Light theme in these dark days: Apocalypse.
My favorite definition of (natural) science is the answer to the question: What happens next? From weather reports to RIVM forecasts, we see how science attempts to predict the near future based on knowledge of the present.
The existence of such a crystal ball is a hard-earned idea. Perhaps the greatest scientific discovery of all was the idea of natural laws by Galileo, Newton, and others in the seventeenth century. Fixed rules molded into mathematical formulas that reality must strictly adhere to. Unlike traffic or tax laws, natural laws don’t have loopholes that an easy type can slip through.
Thus, science has become a large prediction machine with inputs and outputs. You enter the current state of the world, turn the sports gear knob and the answer appears: the state after a while. No need for outside interventions, just a matter of accurate calculation. Over the centuries, the machine metaphor has shifted from a mechanical clock mechanism to an electronic computer to artificial intelligence – we live in a simulation! – But the inevitable worldview remained.
The machine explodes
But does this prediction machine work in all circumstances? Not every input gives a legitimate output automatically. The existence of natural laws does not preclude the possibility of a “singularity”, a solution that loses meaning at some point, for example because a variable becomes infinitely large. There may be an initial case where the machine “explodes” trying to predict the future.
For example, Newton’s laws of celestial mechanics essentially allow a planet to be pushed into the farthest corner of the universe. The issue of the stability of the solar system was an existential problem in the nineteenth century. Regardless of the practical concerns of such a planetary launch, it would mean the collapse of science itself. Time to study the machine manual.
The solution came from the French mathematician Henri Poincaré. In 1890 he showed that the answer depends critically on the details of the initial state. In general, the solar system is stable – which is very reassuring – but it is not so in exceptional circumstances. His work is now seen as the birth of chaos theory.
The discovery of the atom at the beginning of the twentieth century brought another potential catastrophe, now in the microcosm. This time, the stability of the matter was called into question. The atoms were then envisioned as miniature solar systems in which electrons orbited around a nucleus. Since these particles are electrically charged, they lose energy through radiation and then collide with the nucleus.
The same dilemma arose on a larger scale. A piece of matter, eg the chair you’re sitting in, is easily made up of a trillion times a trillion atoms. This is a huge group of negatively charged electrons and a positively charged atomic nucleus, which attract each other and repel each other via electric forces. Why don’t all these particles clump together in a big pile and destroy all the same matter in a gigantic explosion? How can you sit quietly on such an atomic house of cards?
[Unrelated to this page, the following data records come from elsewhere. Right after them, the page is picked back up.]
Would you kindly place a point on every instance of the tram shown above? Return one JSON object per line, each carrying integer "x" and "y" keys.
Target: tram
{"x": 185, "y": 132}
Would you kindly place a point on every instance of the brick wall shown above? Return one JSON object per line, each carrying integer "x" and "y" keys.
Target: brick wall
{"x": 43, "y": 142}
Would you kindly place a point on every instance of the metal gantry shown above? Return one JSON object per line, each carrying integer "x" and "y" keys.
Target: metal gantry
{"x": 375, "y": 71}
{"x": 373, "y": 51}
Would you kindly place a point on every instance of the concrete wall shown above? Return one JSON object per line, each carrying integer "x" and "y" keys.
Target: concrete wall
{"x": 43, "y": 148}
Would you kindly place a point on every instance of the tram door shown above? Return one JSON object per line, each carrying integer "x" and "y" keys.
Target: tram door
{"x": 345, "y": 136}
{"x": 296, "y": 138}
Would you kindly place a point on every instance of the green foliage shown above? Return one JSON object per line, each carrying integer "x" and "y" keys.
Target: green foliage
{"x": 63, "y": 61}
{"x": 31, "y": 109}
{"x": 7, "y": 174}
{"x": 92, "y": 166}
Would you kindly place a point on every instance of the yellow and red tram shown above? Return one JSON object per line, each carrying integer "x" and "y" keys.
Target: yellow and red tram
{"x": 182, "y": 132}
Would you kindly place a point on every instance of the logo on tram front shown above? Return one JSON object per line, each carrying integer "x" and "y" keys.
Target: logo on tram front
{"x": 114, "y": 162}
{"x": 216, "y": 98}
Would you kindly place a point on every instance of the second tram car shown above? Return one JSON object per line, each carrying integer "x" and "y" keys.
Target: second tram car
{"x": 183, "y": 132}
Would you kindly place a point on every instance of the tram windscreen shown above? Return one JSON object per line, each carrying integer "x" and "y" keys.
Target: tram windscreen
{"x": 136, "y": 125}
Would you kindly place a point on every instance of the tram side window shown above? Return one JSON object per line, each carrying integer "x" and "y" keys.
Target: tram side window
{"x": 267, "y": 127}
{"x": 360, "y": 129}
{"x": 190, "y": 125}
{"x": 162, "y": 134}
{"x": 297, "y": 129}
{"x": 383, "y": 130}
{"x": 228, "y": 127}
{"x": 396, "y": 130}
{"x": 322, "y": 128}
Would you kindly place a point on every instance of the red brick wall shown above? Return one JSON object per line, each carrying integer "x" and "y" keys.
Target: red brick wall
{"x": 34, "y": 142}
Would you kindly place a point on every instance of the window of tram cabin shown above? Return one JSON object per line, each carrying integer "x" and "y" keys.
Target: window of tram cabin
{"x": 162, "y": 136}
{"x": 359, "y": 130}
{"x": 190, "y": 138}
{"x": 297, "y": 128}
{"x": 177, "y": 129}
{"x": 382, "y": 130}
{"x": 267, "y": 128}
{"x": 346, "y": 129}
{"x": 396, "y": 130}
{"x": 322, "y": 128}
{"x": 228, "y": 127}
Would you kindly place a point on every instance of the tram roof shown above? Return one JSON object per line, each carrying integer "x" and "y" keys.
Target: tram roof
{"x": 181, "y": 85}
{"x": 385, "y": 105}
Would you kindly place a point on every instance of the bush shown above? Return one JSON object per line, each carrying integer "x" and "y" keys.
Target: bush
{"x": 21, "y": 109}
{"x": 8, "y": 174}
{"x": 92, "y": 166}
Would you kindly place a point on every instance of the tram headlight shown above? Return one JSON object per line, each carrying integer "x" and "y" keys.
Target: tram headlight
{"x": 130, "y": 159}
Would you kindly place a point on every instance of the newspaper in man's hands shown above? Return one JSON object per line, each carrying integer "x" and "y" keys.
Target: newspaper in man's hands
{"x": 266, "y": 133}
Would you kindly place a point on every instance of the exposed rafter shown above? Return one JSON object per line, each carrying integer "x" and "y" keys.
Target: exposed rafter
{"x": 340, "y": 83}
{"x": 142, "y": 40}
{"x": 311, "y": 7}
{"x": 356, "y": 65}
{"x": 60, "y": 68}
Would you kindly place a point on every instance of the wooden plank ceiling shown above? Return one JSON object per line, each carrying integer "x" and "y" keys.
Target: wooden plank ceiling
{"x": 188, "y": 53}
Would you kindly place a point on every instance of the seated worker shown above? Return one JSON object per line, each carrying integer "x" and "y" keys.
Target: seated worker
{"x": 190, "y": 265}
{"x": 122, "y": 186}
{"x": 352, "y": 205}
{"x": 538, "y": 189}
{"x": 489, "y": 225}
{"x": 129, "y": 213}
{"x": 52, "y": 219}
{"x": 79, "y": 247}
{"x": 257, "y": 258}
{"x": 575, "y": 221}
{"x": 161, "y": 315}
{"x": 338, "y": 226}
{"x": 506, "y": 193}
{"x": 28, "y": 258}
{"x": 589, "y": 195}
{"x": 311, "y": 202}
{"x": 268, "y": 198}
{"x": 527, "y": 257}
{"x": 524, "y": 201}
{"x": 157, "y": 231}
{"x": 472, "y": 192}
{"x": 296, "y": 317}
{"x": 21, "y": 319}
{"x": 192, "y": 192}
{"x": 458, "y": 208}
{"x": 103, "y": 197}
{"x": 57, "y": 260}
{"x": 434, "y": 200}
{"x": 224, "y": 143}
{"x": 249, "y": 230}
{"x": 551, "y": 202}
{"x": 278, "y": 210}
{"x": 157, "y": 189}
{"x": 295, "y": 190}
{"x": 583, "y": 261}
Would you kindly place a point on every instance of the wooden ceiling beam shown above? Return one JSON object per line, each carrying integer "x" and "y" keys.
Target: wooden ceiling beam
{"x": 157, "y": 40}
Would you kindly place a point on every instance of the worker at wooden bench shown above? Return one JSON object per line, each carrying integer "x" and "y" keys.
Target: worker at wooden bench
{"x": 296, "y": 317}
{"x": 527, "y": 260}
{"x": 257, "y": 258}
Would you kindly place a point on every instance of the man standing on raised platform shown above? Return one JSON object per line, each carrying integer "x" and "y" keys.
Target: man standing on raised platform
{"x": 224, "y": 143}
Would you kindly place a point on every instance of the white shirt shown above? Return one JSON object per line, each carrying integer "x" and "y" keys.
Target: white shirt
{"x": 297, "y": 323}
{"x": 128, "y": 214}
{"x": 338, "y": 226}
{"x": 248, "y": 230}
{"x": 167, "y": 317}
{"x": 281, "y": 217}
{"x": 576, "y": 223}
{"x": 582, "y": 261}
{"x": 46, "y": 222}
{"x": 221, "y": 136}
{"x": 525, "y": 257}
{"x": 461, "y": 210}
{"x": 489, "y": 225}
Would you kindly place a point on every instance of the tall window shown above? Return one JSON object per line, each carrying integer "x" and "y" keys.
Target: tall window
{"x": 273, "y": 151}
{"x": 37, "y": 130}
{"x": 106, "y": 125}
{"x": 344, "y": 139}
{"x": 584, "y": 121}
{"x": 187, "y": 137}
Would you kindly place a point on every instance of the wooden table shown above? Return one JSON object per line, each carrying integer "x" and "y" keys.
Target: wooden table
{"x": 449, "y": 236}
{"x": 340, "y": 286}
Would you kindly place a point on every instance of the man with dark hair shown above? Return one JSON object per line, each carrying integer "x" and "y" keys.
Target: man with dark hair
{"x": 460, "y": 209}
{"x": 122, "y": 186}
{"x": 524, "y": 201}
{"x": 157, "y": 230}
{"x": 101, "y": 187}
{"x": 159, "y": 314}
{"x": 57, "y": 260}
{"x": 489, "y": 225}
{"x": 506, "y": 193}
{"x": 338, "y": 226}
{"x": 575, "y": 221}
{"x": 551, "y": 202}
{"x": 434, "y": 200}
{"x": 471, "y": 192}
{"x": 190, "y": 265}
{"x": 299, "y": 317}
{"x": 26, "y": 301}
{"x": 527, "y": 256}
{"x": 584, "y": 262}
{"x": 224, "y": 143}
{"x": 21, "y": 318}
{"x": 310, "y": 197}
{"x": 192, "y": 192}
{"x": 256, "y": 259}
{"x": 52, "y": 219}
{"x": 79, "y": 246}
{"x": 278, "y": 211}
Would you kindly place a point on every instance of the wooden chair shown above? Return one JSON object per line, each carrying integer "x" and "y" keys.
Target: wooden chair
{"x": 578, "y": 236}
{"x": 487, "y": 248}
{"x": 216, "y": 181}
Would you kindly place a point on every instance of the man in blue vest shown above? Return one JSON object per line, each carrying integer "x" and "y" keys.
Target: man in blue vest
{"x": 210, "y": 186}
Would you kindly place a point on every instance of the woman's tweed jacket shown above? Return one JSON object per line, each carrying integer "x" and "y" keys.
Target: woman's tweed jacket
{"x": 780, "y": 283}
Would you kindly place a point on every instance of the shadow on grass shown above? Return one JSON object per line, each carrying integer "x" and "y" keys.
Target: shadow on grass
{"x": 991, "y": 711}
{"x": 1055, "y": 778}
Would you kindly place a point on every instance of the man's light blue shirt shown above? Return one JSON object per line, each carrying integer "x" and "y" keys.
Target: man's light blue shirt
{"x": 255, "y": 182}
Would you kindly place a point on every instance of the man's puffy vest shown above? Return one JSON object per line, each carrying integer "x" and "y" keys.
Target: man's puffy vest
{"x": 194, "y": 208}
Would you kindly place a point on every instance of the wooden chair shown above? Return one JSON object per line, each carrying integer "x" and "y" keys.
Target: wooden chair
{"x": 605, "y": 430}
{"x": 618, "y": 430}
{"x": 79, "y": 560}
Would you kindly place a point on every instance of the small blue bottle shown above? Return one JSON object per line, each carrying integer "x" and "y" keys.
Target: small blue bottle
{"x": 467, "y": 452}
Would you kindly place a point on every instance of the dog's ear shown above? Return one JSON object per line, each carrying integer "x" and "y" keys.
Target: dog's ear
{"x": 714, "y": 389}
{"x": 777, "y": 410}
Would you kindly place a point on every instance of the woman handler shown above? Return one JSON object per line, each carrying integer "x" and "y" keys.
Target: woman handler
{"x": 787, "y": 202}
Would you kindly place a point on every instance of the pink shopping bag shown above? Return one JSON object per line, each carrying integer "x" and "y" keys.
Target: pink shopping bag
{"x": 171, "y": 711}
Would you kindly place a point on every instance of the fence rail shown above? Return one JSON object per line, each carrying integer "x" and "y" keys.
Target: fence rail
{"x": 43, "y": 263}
In the end, quantum theory provided the solution. An improved system of the laws of nature – for example, a glass sphere 2.0 – explicitly prevents particles from falling into each other’s arms via the so-called Pauli principle, discovered by Austrian physicist Wolfgang Pauli. Only in this way can we understand why matter is stable and things are as big as they are.
Are we finally free of singularities? Is the prediction machine running smoothly now? Unfortunately, there is one last disaster to worry about. The empty space itself turned out to be untrustworthy. Vacuum is one of the most exciting things in modern physics and it is not empty. Quantum theory has a policy of tolerance that allows all kinds of processes if they happen fast enough before they can be observed. This makes the empty space a playful mess in which the smallest particles secretly play tricks. There is a possibility that this virtual card house is a “pseudo” space. The details depend on the exact properties of the particles that we know only in part.
At some point, nature may realize that things are not what they seem and still move into the “real” void. The word “singularity” hardly does justice to the enormity of that drama. This apocalypse is nothing short of the end of reality. A new world will take shape. No form of matter, not even space and time, will survive this transition.
There is little consolation. Even in the worst case scenario, the apocalypse will take some time. Soon it’s a googol year, 1 has a hundred zeros.
Until then, we have other concerns.
Robert Decgrave Director of the Institute for Advanced Study at Princeton.